Rodeé la casa hasta la parte trasera. Había un patio de baldosas con una barbacoa. Una mesa cuadrada de teca que se estaba volviendo gris de permanecer a la intemperie y cuatro sillas. Una sombrilla de lona blancuzca sostenida en un palo. Césped y una gran cantidad de arbustos perennes de bajo mantenimiento. Una valla de cedro del mismo color oscuro que los refuerzos de la casa negaba la vista a los vecinos.
Intenté entrar por la cocina. La puerta se hallaba cerrada. Miré dentro por la ventana. No se veía nada. Recorrí todo el perímetro de la parte trasera. Llegué a la siguiente ventana, por la que tampoco se veía nada. Luego pasé a la siguiente y distinguí a Frasconi tumbado de espaldas.
Estaba en mitad del suelo del salón. Había un sofá y dos sillones, todo cubierto de una tela resistente del color del barro.
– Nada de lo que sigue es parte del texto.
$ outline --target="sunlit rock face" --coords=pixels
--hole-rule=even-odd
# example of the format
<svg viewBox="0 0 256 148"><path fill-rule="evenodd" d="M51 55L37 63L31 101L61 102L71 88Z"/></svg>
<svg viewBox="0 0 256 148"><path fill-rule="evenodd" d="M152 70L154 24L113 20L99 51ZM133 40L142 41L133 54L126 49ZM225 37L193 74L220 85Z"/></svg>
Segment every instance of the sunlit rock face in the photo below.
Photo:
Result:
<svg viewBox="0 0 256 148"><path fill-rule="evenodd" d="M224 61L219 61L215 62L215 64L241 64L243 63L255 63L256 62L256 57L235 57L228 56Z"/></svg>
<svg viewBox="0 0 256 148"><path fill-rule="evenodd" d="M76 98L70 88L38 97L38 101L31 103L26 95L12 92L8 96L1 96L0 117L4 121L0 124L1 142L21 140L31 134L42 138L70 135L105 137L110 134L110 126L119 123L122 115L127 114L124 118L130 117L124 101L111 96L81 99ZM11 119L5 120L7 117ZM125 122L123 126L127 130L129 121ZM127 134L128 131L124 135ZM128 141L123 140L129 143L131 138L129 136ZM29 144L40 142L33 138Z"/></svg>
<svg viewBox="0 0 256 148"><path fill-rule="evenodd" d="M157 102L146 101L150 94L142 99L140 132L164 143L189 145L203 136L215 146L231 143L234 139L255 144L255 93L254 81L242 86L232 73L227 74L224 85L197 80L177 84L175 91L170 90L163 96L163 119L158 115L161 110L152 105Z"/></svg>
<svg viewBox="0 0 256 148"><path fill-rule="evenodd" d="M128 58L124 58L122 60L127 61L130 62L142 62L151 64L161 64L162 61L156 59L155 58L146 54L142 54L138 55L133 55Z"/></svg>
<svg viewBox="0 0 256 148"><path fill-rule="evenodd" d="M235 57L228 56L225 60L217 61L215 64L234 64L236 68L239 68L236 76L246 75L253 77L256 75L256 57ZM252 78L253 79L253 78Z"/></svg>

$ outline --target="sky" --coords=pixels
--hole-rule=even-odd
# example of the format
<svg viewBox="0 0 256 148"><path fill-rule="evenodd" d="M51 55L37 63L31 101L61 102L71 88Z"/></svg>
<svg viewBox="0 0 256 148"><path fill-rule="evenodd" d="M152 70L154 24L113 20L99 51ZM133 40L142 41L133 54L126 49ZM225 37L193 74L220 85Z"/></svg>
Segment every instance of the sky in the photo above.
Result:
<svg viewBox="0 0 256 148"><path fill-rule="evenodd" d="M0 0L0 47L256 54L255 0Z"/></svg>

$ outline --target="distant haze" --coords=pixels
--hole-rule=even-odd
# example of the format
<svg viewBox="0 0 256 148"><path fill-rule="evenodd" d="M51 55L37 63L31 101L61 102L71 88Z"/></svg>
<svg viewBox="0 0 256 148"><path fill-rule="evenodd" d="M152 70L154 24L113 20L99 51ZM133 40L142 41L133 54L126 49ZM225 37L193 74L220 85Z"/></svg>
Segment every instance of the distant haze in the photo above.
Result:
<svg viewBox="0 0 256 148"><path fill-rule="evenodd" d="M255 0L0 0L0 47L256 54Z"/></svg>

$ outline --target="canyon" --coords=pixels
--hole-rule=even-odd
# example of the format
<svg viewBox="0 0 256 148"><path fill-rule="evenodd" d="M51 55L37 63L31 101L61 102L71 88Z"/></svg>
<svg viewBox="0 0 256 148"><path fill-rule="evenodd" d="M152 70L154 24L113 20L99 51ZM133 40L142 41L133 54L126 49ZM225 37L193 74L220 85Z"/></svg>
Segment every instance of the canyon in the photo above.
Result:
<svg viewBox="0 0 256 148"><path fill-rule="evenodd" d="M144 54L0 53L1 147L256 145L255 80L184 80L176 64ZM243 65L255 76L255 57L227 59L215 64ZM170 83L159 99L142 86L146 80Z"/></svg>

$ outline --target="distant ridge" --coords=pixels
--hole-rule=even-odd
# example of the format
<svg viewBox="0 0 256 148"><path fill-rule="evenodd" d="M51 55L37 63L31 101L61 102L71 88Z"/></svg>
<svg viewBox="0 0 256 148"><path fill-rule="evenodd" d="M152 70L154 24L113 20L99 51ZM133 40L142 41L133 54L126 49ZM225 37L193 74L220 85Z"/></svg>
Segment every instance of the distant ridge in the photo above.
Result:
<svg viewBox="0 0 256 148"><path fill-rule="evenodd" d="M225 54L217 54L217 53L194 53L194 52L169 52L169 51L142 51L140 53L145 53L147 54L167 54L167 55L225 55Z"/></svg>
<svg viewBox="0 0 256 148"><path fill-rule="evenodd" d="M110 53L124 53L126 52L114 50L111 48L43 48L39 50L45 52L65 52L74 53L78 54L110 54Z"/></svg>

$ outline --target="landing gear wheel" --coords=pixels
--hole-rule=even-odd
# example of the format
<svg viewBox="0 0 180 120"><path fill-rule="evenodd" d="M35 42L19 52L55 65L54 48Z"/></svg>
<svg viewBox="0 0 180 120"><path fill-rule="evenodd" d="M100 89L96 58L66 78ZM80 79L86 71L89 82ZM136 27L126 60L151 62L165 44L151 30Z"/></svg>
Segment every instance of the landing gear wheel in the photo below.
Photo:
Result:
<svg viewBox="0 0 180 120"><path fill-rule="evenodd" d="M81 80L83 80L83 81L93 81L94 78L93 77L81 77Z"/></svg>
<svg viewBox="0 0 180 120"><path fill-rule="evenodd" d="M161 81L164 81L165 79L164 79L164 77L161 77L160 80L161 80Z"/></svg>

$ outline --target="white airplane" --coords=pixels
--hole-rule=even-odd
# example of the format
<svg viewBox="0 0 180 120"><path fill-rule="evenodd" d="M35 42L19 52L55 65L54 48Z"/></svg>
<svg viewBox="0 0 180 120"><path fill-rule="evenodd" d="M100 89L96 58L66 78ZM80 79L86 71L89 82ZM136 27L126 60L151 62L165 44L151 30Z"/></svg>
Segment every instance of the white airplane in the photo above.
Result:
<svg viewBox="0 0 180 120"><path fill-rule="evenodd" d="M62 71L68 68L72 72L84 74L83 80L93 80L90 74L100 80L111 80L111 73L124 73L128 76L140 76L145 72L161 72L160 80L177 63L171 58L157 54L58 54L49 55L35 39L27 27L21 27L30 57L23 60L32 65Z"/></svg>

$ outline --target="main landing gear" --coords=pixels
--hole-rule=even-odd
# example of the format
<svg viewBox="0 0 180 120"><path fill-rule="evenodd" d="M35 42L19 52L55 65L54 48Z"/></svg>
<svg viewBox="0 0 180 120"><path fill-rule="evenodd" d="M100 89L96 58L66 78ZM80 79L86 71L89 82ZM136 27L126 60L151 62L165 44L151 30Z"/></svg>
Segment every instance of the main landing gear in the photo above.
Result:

Se apreciaba una alfombra que iba de pared a pared y que hacía juego con el verde oliva de su uniforme. Había recibido un solo disparo en la frente. De nueve milímetros. Mortal. A través de la ventana pude ver incluso el encostrado agujero y el tono marfil apagado del cráneo bajo la piel. Debajo de la cabeza había un charco de sangre. Había empapado la alfombra y ya estaba secándose y volviéndose oscuro.
No quería entrar por la planta baja. Si Quinn seguía allí, estaría esperándome arriba, desde donde gozaría de una ventaja estratégica. Así que arrastré la mesa del patio hasta la parte posterior del garaje y me valí de ella para trepar al tejado, por donde llegué hasta una ventana de la planta superior. Rompí el cristal con el codo. A continuación me introduje en una habitación de invitados metiendo primero los pies. Olía a humedad y a cerrado. La crucé y salí a un pasillo. Me quedé quieto y escuché. Nada. La casa parecía completamente vacía. Se notaba falta de vida. Una ausencia total de sonido. Ninguna vibración humana.
Pero olí la sangre.
Crucé el pasillo y encontré a Dominique Kohl en el dormitorio principal. Estaba tendida de espaldas en la cama. Totalmente desnuda. Le habían arrancado la ropa. La habían golpeado en la cara hasta dejarla grogui y luego habían hecho con ella una carnicería. Le habían cortado los pechos con un cuchillo grande. Vi el cuchillo. Se había abierto paso hacia arriba a través de la blanda carne hasta la barbilla y luego a través del paladar hasta el cerebro.
Yo había visto muchas cosas en la vida. En una ocasión, tras un ataque terrorista, me encontré con parte de la mandíbula de otro hombre hundida en mi estómago. Tuve que limpiarme los ojos de carne y así poder ver lo suficiente para alejarme a cuatro patas. Me arrastré veinte metros entre piernas y brazos cortados mientras mis rodillas chocaban con cabezas seccionadas al tiempo que me apretaba el abdomen con fuerza para impedir que se me saliesen los intestinos. Había visto homicidios y accidentes y peleas entre hombres armados con metralletas y personas reducidas a una masa rosada tras explosiones y bultos retorcidos y ennegrecidos en hogueras. Pero jamás había visto nada como el destrozado cuerpo de Dominique Kohl. Vomité y, por primera vez en más de veinte años, me eché a llorar.
– ¿Y ahora, qué? -preguntó Villanueva diez años después.
– Entraré solo -dije.
– Voy contigo.
– No discutamos. Sólo acércame un poco. Y conduce muy despacio.
Era un coche gris en un día gris, y los objetos que se mueven despacio se perciben peor que los que van deprisa. Villanueva levantó el pie del freno, pisó ligeramente el acelerador y empezó a desplazarse a unos quince por hora. Comprobé la Beretta y los cargadores de recambio. Cuarenta y cinco balas menos dos disparadas al techo de la habitación de Duke. Inspeccioné las Persuader. Catorce balas, menos una disparada al estómago de Harley. Un total de cincuenta y seis contra menos de dieciocho personas. Yo no sabía quién había en la lista de invitados, pero en todo caso seguro que Emily Smith y Harley no se presentarían.
– Hacerlo solo es una estupidez -soltó Villanueva.